CBA Students Learn What It Takes to Be Leaders


A willingness to take risks. A keen understanding of a company’s culture. A true sense of ones’ own strengths and weaknesses.

These, said John P. Lionato (FCRH, ’85), are some of the traits that Fordham College of Business Administration (CBA) students need to learn to be successful in business.

Lionato, Global Leader of Operational Excellence at San Antonio, Texas-based Rackspace Hosting, Inc., spoke to undergraduate students at Fordham’s Rose Hill campus on Wednesday, Sept. 15. His hour-long lecture and Q&A session, “Being A Leader,” was one of six in Access Your Future, a week of programming for CBA students featuring industry leaders talking about life outside of academia.

To give a fuller sense of what it means to be an effective leader, Lionato went back to his own career, citing eight leaders who he’s been fortunate enough to work with. Just as they mentored him, students should seek out mentors too, and when the time comes, they should take others under their wing. One of the lessons he learned was to not fear occasional setbacks.

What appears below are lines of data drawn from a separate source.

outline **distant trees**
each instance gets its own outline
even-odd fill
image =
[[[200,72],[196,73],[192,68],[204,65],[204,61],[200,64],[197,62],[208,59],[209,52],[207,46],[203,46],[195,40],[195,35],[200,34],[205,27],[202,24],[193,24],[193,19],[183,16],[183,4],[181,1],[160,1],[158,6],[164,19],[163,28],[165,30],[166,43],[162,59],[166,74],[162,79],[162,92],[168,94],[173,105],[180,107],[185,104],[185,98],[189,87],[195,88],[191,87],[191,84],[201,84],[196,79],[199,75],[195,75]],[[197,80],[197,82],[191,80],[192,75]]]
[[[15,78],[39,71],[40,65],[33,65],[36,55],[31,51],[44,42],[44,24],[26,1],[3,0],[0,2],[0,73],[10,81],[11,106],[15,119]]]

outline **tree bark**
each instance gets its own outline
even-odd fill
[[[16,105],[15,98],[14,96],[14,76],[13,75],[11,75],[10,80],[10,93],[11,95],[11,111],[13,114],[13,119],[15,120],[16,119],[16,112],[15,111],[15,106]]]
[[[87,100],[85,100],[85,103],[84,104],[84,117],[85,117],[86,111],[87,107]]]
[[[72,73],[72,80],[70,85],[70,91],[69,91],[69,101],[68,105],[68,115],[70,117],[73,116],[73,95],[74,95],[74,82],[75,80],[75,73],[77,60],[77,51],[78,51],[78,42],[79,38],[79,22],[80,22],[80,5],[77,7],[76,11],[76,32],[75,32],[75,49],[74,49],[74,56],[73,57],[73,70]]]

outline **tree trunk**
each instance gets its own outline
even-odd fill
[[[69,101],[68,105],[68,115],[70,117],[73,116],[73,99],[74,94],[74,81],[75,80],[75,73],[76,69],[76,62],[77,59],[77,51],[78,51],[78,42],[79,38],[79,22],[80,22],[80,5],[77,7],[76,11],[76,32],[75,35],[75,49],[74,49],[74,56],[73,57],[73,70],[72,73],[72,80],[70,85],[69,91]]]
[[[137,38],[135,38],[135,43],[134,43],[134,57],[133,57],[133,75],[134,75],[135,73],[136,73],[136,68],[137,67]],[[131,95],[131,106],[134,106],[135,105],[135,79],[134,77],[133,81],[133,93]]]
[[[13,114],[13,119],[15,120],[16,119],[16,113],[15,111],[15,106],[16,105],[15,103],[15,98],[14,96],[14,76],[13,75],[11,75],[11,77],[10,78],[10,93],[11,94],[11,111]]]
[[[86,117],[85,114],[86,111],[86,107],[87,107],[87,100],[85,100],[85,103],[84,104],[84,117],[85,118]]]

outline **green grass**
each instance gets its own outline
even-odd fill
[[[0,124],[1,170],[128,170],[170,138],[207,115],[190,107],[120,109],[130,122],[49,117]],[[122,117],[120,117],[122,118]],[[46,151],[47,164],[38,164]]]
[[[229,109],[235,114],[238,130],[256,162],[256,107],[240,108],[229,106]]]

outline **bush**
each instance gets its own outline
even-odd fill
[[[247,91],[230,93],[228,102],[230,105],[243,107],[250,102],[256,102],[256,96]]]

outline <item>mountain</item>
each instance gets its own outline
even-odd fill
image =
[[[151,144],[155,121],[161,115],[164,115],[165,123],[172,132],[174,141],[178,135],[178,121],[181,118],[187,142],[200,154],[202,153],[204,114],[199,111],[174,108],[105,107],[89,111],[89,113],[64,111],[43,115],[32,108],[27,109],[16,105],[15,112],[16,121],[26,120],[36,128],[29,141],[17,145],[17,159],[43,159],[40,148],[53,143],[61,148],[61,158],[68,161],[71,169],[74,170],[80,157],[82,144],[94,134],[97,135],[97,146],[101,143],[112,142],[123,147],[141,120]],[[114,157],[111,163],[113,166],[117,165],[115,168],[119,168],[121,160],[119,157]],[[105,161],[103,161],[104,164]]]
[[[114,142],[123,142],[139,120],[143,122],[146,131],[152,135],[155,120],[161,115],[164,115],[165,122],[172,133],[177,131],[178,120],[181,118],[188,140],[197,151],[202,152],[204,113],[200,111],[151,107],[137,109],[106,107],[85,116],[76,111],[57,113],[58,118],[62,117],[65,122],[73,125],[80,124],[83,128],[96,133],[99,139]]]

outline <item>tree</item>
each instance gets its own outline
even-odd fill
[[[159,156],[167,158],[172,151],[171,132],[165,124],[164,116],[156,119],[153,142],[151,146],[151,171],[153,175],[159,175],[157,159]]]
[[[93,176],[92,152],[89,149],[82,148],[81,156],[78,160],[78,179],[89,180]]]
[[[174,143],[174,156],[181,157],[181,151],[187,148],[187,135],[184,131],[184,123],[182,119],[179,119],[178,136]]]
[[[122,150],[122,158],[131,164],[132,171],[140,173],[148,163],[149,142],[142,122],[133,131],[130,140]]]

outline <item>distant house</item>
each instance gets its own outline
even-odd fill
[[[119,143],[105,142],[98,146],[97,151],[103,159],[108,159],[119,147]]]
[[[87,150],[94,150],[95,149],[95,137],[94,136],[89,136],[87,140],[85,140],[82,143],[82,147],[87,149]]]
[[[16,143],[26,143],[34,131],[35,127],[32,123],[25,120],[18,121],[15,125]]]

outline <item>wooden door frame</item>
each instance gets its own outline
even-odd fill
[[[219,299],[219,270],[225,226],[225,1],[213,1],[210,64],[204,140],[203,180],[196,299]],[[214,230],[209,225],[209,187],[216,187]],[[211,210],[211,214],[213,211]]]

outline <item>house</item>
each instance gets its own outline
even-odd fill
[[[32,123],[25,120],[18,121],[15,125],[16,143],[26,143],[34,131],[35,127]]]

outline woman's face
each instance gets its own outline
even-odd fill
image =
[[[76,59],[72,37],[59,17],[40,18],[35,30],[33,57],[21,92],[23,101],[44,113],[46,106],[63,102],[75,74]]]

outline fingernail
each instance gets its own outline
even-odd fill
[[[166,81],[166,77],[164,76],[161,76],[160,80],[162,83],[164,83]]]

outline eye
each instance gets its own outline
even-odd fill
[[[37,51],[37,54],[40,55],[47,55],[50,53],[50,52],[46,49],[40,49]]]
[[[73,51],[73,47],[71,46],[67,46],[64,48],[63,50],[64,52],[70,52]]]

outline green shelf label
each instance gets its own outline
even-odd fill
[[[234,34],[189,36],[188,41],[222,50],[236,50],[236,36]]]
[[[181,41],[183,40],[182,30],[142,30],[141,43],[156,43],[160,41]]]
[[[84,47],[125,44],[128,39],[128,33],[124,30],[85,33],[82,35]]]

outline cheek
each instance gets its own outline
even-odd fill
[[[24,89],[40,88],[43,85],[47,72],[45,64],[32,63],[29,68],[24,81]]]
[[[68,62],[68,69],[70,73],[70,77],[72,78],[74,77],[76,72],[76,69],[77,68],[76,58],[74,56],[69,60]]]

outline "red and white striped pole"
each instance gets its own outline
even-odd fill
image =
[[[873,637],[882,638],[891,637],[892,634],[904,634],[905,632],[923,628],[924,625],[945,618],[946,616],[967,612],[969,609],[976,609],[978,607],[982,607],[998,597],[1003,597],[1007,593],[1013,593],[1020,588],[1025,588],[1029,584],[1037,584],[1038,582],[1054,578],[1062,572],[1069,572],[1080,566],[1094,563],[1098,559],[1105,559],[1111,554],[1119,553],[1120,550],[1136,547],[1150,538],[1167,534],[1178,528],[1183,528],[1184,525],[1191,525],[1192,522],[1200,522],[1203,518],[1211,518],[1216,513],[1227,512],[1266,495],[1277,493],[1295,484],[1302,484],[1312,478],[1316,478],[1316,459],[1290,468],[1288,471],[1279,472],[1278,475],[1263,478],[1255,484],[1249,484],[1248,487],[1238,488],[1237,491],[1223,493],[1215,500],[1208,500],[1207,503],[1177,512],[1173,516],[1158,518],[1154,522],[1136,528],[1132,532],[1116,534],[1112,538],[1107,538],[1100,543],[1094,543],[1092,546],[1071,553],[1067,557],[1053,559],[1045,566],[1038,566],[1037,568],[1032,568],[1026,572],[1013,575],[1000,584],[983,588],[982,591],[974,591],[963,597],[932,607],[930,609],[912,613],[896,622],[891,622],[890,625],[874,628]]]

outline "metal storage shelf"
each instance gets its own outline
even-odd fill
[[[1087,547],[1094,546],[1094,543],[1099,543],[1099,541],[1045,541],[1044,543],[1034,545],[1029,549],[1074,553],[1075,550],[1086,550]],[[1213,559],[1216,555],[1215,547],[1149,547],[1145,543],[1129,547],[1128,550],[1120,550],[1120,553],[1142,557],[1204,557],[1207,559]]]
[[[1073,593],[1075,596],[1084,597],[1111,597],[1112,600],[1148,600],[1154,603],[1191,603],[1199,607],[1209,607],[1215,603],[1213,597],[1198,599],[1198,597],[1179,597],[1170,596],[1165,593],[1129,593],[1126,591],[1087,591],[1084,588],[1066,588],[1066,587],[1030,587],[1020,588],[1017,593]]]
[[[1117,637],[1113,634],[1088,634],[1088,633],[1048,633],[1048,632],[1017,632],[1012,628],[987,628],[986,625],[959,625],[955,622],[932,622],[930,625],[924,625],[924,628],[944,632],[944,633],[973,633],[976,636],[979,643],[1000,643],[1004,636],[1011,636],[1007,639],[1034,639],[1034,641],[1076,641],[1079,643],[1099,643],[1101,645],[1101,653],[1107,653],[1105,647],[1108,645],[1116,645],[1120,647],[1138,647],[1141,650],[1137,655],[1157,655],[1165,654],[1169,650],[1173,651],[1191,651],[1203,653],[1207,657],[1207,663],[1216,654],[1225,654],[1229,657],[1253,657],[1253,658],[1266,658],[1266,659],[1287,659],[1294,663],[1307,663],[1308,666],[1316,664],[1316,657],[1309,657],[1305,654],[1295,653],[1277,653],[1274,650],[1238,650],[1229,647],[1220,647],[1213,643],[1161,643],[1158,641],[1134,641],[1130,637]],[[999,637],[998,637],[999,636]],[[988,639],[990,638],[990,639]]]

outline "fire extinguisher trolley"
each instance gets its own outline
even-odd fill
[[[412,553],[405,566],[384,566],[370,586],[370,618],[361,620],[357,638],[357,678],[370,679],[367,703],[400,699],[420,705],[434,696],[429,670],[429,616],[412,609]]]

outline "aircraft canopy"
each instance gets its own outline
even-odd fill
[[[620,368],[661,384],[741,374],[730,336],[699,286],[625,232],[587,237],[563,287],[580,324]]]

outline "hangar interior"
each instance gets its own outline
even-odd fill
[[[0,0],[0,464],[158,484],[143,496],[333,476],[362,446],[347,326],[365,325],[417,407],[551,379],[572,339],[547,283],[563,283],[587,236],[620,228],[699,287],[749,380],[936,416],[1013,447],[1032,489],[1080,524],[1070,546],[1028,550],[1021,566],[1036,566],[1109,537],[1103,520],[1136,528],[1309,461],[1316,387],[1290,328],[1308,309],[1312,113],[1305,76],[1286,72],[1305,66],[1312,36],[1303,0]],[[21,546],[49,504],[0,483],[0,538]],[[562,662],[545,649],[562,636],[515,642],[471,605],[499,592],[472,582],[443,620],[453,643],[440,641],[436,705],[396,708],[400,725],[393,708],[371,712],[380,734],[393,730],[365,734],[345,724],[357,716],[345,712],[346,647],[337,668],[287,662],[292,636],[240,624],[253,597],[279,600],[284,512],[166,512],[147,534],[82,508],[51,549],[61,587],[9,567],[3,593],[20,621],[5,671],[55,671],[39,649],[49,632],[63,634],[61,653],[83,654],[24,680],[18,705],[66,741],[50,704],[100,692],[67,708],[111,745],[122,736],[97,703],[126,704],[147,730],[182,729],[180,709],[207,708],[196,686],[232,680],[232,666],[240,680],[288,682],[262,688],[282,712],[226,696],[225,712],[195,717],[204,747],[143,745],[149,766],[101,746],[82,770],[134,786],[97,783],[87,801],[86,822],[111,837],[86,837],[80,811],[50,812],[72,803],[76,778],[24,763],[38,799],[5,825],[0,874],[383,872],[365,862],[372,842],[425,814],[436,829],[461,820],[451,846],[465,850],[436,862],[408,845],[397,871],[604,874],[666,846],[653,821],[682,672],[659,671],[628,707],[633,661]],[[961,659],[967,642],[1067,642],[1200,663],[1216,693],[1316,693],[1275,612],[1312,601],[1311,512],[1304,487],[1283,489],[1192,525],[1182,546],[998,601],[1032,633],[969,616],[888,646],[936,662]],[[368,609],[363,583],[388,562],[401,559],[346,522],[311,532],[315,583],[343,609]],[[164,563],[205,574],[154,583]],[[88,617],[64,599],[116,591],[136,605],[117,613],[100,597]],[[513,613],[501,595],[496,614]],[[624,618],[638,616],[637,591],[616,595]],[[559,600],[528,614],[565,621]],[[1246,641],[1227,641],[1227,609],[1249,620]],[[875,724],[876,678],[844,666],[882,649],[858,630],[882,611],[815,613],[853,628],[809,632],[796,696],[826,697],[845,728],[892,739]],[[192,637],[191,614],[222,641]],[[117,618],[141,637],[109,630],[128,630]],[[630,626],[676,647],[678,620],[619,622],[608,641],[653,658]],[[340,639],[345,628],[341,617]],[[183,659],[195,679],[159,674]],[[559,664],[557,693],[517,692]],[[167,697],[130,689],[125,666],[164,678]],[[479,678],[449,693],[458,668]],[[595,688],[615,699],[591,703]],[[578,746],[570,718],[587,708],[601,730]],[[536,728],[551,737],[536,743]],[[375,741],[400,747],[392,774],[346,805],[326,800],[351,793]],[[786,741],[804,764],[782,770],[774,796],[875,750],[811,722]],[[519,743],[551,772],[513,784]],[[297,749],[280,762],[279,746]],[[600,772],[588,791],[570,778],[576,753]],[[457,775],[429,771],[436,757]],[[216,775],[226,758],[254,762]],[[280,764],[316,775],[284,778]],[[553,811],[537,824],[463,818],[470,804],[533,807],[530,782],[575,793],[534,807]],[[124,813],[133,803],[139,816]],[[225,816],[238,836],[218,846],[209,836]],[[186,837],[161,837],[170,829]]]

“More than anything else, it isn’t really whether the situation fails. It’s whether you did the best you could in the situation,” he said. “It doesn’t mean that you work so hard, and it didn’t do any good; it means that you worked smart and good, and made the best decisions you could, but the thing was just against you.”

He also told students to not be afraid to try different jobs if those jobs give them a better understanding of the company as a whole, but not to settle on one that doesn’t speak to their strengths. When they learn to recognize this in others, they will earn the loyalty of their fellow workers.

“We call people at Rackspace, ‘Rackers.’ They will kill for the company. Time has no meaning,” he said. “Why? It is all wrapped in who you are. We look at people who want to come to work at Rackspace, and the first thing question is, do they fit culturally? We’ll figure out what job they can do next.”